In the origingal drawing you had them both fed from a double socket? That is also a bad idea!
The work you are carrying out is notifiable to your Local Authority Building Control under Part P of the building regulations too.
 
Firstly, thanks again for everyone's input.

I have changed the washer/dryer bit.

I take your point about the switches and have added one for the dishwasher on the wall rather than the cupboard which could get cluttered.

My thoughts with the other switched was that they can be surface mounted (easier) above the cabinets and could be plain white switches opposed to the more expensive stainless steel ones I was going to use on the walls. I'm tempted to move the boiler one down to the wall though as I can see this being one that's important to have easy access to, wouldn't look cluttered and again could get something put in front of.

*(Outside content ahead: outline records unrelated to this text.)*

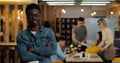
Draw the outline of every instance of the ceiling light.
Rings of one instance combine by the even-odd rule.
[[[106,5],[106,4],[80,4],[80,5]]]
[[[82,2],[82,3],[101,3],[101,4],[103,4],[103,3],[110,3],[110,2]]]
[[[65,9],[62,9],[62,12],[65,14],[66,13]]]
[[[74,5],[74,4],[48,4],[48,5]]]
[[[81,12],[84,12],[84,9],[81,9]]]
[[[110,14],[111,14],[111,15],[114,14],[113,11],[111,11]]]
[[[91,16],[93,16],[94,14],[93,13],[91,13]]]
[[[94,11],[93,14],[96,15],[96,12]]]
[[[72,4],[73,4],[73,3],[75,3],[75,2],[46,2],[46,3],[48,3],[48,4],[61,4],[61,3],[62,3],[62,4],[63,4],[63,3],[64,3],[64,4],[65,4],[65,3],[66,3],[66,4],[69,4],[69,3],[72,3]]]

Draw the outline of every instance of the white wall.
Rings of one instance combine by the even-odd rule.
[[[105,6],[63,6],[63,9],[66,10],[66,13],[62,13],[62,17],[64,18],[77,18],[77,17],[85,17],[90,18],[91,13],[96,11],[96,16],[106,16],[106,7]],[[81,12],[80,9],[83,8],[84,12]],[[59,13],[57,13],[57,17]]]

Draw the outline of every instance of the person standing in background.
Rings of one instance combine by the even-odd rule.
[[[101,31],[97,32],[96,39],[97,39],[96,45],[100,44],[100,42],[102,41],[102,32]]]
[[[104,53],[104,62],[112,63],[115,58],[114,35],[110,28],[107,27],[105,19],[98,20],[98,26],[102,30],[102,41],[98,46],[101,47],[100,52]]]
[[[77,19],[77,25],[75,27],[73,27],[73,29],[72,29],[72,40],[76,44],[81,43],[81,42],[86,43],[87,29],[86,29],[84,23],[85,23],[84,18],[79,17]]]
[[[26,7],[27,29],[17,35],[17,48],[21,63],[51,63],[56,54],[54,32],[41,25],[41,10],[37,4]]]
[[[52,61],[64,61],[66,58],[76,54],[75,51],[70,54],[64,53],[65,48],[66,48],[65,42],[66,41],[64,38],[62,38],[62,37],[58,38],[57,53],[55,55],[51,56]],[[64,50],[62,50],[62,49],[64,49]]]

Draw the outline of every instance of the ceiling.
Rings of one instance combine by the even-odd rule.
[[[120,2],[120,0],[38,0],[48,5],[106,5],[112,2]]]

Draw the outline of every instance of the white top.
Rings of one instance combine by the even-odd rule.
[[[31,31],[31,33],[32,33],[34,36],[36,36],[36,31]]]
[[[104,48],[107,48],[109,45],[114,44],[114,34],[110,28],[102,29],[102,42],[99,46],[105,44]]]

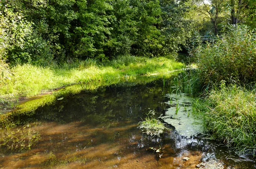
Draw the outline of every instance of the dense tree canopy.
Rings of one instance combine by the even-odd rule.
[[[166,55],[186,45],[192,31],[191,20],[185,17],[191,9],[186,1],[4,0],[0,3],[4,17],[1,25],[14,17],[18,26],[13,27],[17,32],[22,33],[19,29],[22,26],[28,30],[12,40],[16,43],[12,48],[6,46],[5,56],[11,62],[105,60],[128,54]],[[1,39],[6,42],[8,33],[5,32]],[[22,44],[19,43],[20,38]]]

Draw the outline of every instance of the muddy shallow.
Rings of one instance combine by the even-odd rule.
[[[0,168],[256,168],[251,157],[239,157],[205,135],[189,137],[170,125],[162,138],[142,133],[137,125],[149,110],[170,115],[168,92],[161,80],[64,96],[24,120],[29,127],[8,132],[20,129],[24,140],[38,139],[22,152],[2,146]]]

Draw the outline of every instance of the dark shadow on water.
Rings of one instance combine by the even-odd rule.
[[[223,168],[254,168],[254,161],[216,142],[182,136],[171,126],[162,138],[142,133],[137,125],[146,112],[154,110],[158,117],[170,108],[169,90],[160,80],[63,96],[29,118],[21,117],[41,139],[30,150],[2,149],[0,168],[194,169],[209,159]]]

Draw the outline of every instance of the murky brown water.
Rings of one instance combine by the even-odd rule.
[[[162,138],[142,134],[137,127],[145,112],[159,116],[169,108],[167,92],[160,80],[64,96],[26,119],[30,127],[19,127],[18,132],[41,138],[21,152],[3,147],[0,168],[256,168],[253,158],[203,136],[183,136],[172,126]]]

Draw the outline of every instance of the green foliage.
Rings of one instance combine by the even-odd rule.
[[[177,52],[180,51],[181,47],[186,46],[195,30],[194,20],[188,15],[192,6],[187,1],[160,1],[163,12],[160,26],[162,37],[160,44],[163,46],[163,54]]]
[[[182,66],[181,63],[163,57],[151,59],[130,56],[119,57],[105,66],[92,59],[61,66],[52,65],[52,68],[17,65],[12,70],[15,80],[1,86],[0,95],[31,96],[74,83],[84,83],[93,89],[118,82],[125,75],[166,73]]]
[[[4,17],[18,16],[15,24],[20,26],[14,27],[23,26],[15,31],[20,34],[9,32],[22,43],[4,50],[12,63],[167,55],[186,44],[191,29],[184,19],[188,6],[174,0],[5,0],[0,5],[13,13]]]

I think I've got a good enough starting point to get some quotes from. At the end of the day the electrician doing to work will probably tweak it to something he's comfortable to sign off.

Excluding the chasing and fitting of back boxes (And feeding of cables if I'm OK'd to do that) would you expect an electrician to complete the work in a day, including fitting the RCD board. The ceiling is also down so no access issues ?

Cheers,

 
switches above cabinets will be OK in an emergency provided that the person in the kitchen is very tall. Children and many women will not be able to reach them. If they are out of sight, how will someone in a panic see them and know what they are for?

Over the life of the kitchen the extra cost of good-quality stainless switches will disappear. Do not be tempted to buy poor-quality accessories. Crabtree, MEM and MK are good. Unbranded DIY Shed accessories are built cheap to sell cheap.

p.s. use 35mm backboxes. 25mm ones are a few pence cheaper but will provide hours of fun trying to squeeze the cable and screws in.